IBM paye le prix fort pour se débarrasser de ses processeurs

IBM poursuit son recentrage en transférant ses usines de semi-conducteurs à la société spécialisée GlobalFoundries, une opération qui lui coûte toutefois très cher et n’endigue pas les inquiétudes sur sa stratégie alors que ses performances continuent de décevoir.

Aux termes de l’accord, le groupe informatique américain a accepté de payer 1,5 milliard de dollars à GlobalFoundries pour qu’il reprenne ses activités déficitaires de fabrication de puces. IBM a en outre déprécié ces actifs dans ses comptes du troisième trimestre, ce qui porte la charge totale à 4,7 milliards de dollars avant impôts (3,3 milliards net).

Ces frais ont réduit presque à néant le bénéfice net d’IBM pour le troisième trimestre, également publié lundi: il est tombé à 18 millions de dollars, contre 4 milliards un an auparavant.

IBM était l’un des derniers grands du secteur à maîtriser l’intégralité du cycle de production des composants, de la planche de dessin jusqu’à la fabrication et la commercialisation. Il les utilise lui-même dans ses serveurs, mais sous-traite aussi pour des tiers: un de ses microprocesseurs équipait par exemple la console de jeux vidéo Xbox 360 de Microsoft.

GlobalFoundries, une société à capitaux émiratis qui avait notamment repris les usines du fabricant de puces américain AMD, va notamment récupérer deux usines aux États-Unis et leurs salariés, ainsi que des milliers de brevets. Il continuera pendant dix ans à fournir des microprocesseurs pour les serveurs d’IBM, qui se limitera à l’avenir à la recherche sur les semi-conducteurs.

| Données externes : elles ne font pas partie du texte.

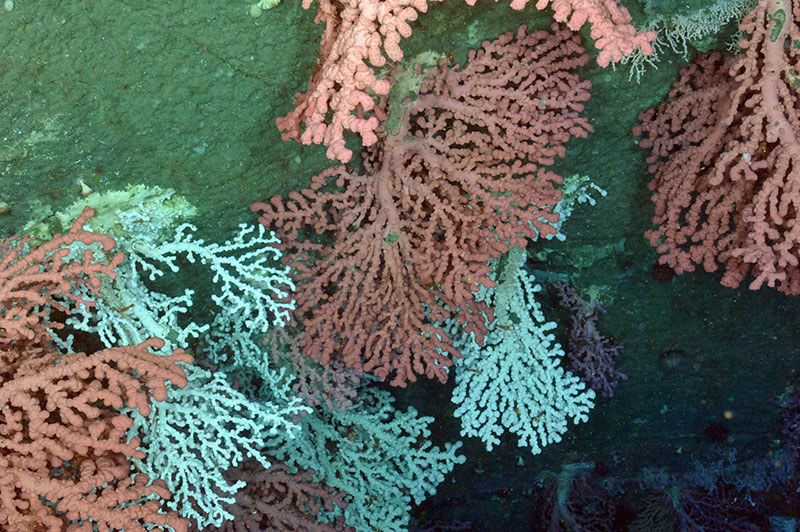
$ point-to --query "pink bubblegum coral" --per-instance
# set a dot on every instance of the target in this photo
(63, 449)
(462, 177)
(361, 31)
(725, 151)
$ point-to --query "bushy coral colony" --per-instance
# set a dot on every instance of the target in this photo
(125, 407)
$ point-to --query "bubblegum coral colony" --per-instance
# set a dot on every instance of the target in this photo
(390, 272)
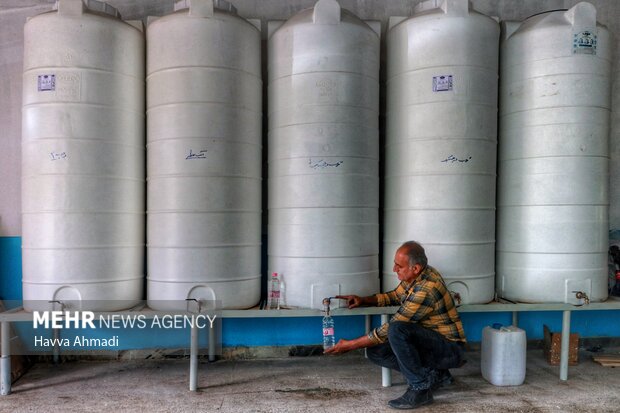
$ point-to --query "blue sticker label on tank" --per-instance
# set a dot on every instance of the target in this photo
(442, 83)
(46, 83)
(584, 42)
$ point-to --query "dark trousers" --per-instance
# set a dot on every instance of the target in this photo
(423, 356)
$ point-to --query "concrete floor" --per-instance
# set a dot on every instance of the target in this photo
(300, 384)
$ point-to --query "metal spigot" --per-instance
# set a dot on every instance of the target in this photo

«Nous sortons d’une activité qui non seulement nécessitait beaucoup de capitaux, mais aussi pesait sur notre bénéfice», a affirmé aux analystes le directeur financier d’IBM, Martin Schroeter.

«Ralentissement marqué»

Les analystes de Cantor Fitzgerald voient dans la cession «une évolution positive qui s’aligne bien avec la stratégie du groupe visant à se concentrer sur des activités à haute valeur ajoutée», surtout vu la concurrence croissante venue d’Asie.

IBM s’est séparé progressivement d’une grande partie de ses activités industrielles pour se recentrer sur les services, et vient notamment de céder ses serveurs d’entrée de gamme au groupe chinois Lenovo, qui avait déjà repris ses PC en 2005.

Cette stratégie ne semble toutefois payer que modérément. Le chiffre d’affaires a reculé pour le 10e trimestre consécutif, de 4% à 22,4 milliards de dollars au troisième trimestre, et la déception était nette à Wall Street où l’action IBM chutait de 6,71% à 169,83 dollars vers 11h25.

La PDG Ginni Rometty a invoqué un «ralentissement marqué en septembre des achats des clients» (se ressentant sur le carnet de commandes, en baisse de 7% à 128 milliards de dollars à fin septembre) et «le rythme sans précédent de changement dans notre secteur».

«Les résultats résument nos inquiétudes quant à la transition à laquelle IBM doit faire face dans de multiples activités», note la banque Jefferies, jugeant notamment «très légères» les performances dans les logiciels dont les ventes ont baissé de 2%. Les revenus des services ont aussi diminué, de 3%.

M. Schroeter a précisé que le ralentissement touchait «presque toutes les régions» mais était «le plus prononcé sur nos marchés de croissance»: les revenus dans les BRIC sont notamment en baisse de 7%.

Il a aussi invoqué le renforcement du dollar. «Toutes les devises semblent aller contre nous», a-t-il relevé, prévenant que l’impact au troisième trimestre restait «relativement petit comparé à ce que nous voyons venir au quatrième trimestre et en 2015».

IBM s’attend désormais à un recul de 2% à 4% de son résultat d’exploitation par action cette année et a renoncé à son objectif de longue date d’au moins 20 dollars par action en 2015.

Mme Rometty a avoué que les performances trimestrielles étaient «décevantes», mais s’est dite «absolument convaincue d’avoir les bons objectifs», assurant vouloir «réinventer et gérer l’entreprise pour le long terme».

Barclays évoque néanmoins «beaucoup de problèmes spécifiques au groupe», tout en reconnaissant que les difficultés d’IBM pourraient «suggérer de potentiels vents contraires pour (des concurrents comme) EMC ou Cisco».